The program involves a one-month course on how to work with dogs and how to use the scheduling app. A counselor offers ongoing support for workers with disabilities. Zlatkin and Djanogly are determined to employ even more people with disabilities.

“We want to increase the number of employees with disabilities from the current 10% to 20%. Our goal is to become one of the top three largest employers of people with disabilities in Israel.”

Suzy Goldberger, the chairwoman of Ken’s Krew, a US-based nonprofit that supports 500 adults with neuro-developmental disabilities in the workplace, praised the efforts of Dogiz.
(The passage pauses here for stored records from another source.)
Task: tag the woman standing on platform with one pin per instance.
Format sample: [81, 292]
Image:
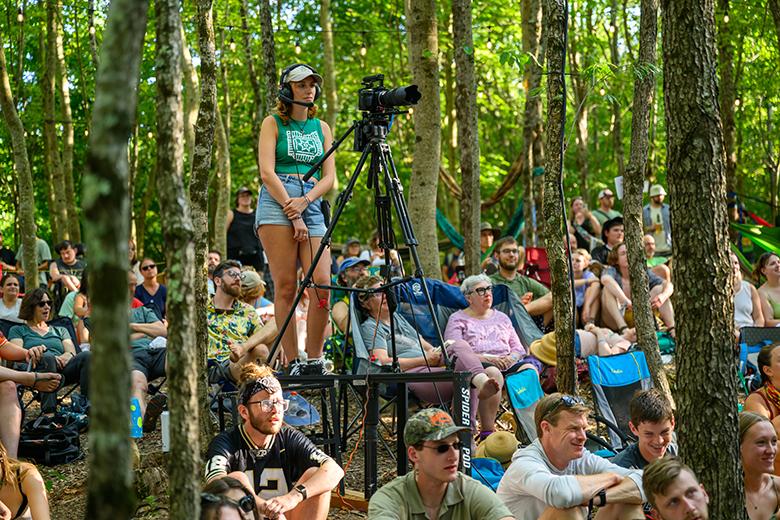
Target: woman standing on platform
[289, 218]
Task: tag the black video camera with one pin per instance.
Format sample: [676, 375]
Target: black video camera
[374, 97]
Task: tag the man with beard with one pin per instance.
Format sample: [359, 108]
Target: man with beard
[535, 296]
[234, 327]
[555, 477]
[286, 472]
[674, 490]
[212, 261]
[435, 489]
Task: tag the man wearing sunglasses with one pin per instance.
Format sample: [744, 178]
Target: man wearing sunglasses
[235, 336]
[555, 477]
[435, 489]
[287, 473]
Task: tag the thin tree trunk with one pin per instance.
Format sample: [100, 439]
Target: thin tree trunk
[617, 124]
[554, 224]
[468, 132]
[633, 184]
[106, 207]
[74, 229]
[59, 215]
[182, 358]
[191, 98]
[201, 164]
[424, 59]
[223, 184]
[92, 33]
[728, 95]
[703, 297]
[26, 214]
[253, 81]
[269, 59]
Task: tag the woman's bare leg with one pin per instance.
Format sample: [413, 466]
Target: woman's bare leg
[282, 253]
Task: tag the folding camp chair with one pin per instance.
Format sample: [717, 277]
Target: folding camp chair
[614, 380]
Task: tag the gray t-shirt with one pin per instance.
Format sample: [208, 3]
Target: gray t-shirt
[531, 484]
[378, 336]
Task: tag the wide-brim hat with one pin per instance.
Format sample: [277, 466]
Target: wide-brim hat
[500, 446]
[544, 350]
[656, 190]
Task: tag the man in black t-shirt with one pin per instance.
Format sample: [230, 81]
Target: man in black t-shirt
[287, 472]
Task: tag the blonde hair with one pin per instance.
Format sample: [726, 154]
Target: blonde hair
[283, 111]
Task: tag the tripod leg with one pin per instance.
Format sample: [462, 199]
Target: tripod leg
[325, 242]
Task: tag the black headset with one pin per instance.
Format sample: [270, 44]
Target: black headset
[285, 92]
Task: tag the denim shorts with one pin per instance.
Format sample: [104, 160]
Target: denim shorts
[270, 212]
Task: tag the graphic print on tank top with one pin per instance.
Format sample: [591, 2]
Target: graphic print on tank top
[303, 146]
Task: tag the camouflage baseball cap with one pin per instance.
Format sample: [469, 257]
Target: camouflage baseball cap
[431, 424]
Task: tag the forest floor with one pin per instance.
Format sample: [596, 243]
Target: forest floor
[67, 484]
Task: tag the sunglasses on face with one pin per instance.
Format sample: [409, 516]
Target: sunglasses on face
[441, 449]
[267, 405]
[482, 291]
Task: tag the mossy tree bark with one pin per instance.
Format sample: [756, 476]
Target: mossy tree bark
[201, 165]
[106, 207]
[468, 132]
[182, 358]
[424, 60]
[633, 185]
[24, 184]
[554, 224]
[703, 298]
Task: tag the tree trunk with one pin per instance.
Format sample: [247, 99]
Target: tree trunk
[73, 227]
[554, 224]
[191, 98]
[106, 208]
[617, 124]
[250, 67]
[706, 370]
[92, 33]
[468, 132]
[26, 214]
[633, 185]
[269, 61]
[424, 59]
[58, 211]
[774, 7]
[201, 164]
[728, 95]
[182, 358]
[329, 66]
[223, 184]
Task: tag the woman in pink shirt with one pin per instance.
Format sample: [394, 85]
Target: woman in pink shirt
[491, 335]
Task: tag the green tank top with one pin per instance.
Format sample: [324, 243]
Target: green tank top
[299, 145]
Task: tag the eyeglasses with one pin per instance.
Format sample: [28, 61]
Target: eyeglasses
[267, 405]
[441, 449]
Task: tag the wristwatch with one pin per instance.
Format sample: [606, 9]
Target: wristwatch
[302, 490]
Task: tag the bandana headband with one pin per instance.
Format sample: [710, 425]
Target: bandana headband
[268, 383]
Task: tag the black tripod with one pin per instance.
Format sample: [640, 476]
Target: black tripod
[370, 139]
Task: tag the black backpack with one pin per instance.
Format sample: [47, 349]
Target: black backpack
[51, 440]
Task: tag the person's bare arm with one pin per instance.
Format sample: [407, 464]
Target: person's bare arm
[153, 330]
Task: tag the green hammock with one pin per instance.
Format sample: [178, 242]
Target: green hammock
[767, 238]
[514, 227]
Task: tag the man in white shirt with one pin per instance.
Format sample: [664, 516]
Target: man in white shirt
[557, 478]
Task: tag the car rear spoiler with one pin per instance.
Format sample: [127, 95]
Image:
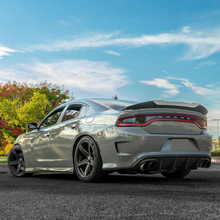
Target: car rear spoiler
[164, 104]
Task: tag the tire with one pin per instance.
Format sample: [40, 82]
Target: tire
[87, 160]
[16, 163]
[177, 174]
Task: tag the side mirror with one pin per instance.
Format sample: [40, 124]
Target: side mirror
[32, 126]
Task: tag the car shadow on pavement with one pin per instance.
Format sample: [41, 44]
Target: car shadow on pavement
[127, 179]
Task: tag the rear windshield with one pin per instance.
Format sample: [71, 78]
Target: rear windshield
[116, 105]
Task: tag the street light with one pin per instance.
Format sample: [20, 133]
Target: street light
[217, 128]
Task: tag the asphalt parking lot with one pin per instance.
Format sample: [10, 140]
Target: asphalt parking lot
[59, 196]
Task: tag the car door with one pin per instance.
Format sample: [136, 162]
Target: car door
[40, 145]
[62, 137]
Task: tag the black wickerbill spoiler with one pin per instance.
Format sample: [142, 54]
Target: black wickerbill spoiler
[164, 104]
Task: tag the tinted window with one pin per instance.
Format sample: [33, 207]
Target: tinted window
[53, 118]
[71, 112]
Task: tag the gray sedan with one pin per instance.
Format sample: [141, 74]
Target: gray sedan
[94, 137]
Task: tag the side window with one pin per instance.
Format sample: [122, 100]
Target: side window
[83, 111]
[71, 112]
[53, 118]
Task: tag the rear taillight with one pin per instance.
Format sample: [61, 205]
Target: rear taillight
[144, 120]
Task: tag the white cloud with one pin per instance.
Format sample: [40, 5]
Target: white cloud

“Dogiz shines a light on the benefits to employers of hiring workers with disabilities. This population is eager to work, loyal and hard-working. Employee turnover is far lower than the norm, and overall employee morale is enhanced. Dogiz is a leader in understanding that hiring workers with disabilities is not charity, it is good business. Ken’s Krew has enjoyed sharing best practices with Dogiz, and hopes for their continued success.”

Through the process of beginning and running their start-up, Djanogly, 31, and Zlatkin, 36, have become close friends. They spend so much time together that the good-natured, unmarried Djanogly playfully reports, “I am his second wife.” Zlatkin is married and has a two-and-a-half year old daughter.

The two plan to take their Tel Aviv pilot program and expand it to London and other cities around the world. They are also developing Dogiz Health, which uses artificial intelligence and focuses on digital health for dogs. Fortunately, they continue to receive inspiration and support from friends, investors, and perhaps most importantly, an inner circle of dogs. These have included Zlatkin’s late dog, Jack, a German Shepherd who recently died of cancer (he continues to be listed on the company’s website as “The Godfather”), and Djanogly’s dog, Mufassa, the “Chief Dog Officer.”

In no time, these two immigrants are likely to meet and walk all of Tel Aviv’s estimated 41,000 dogs!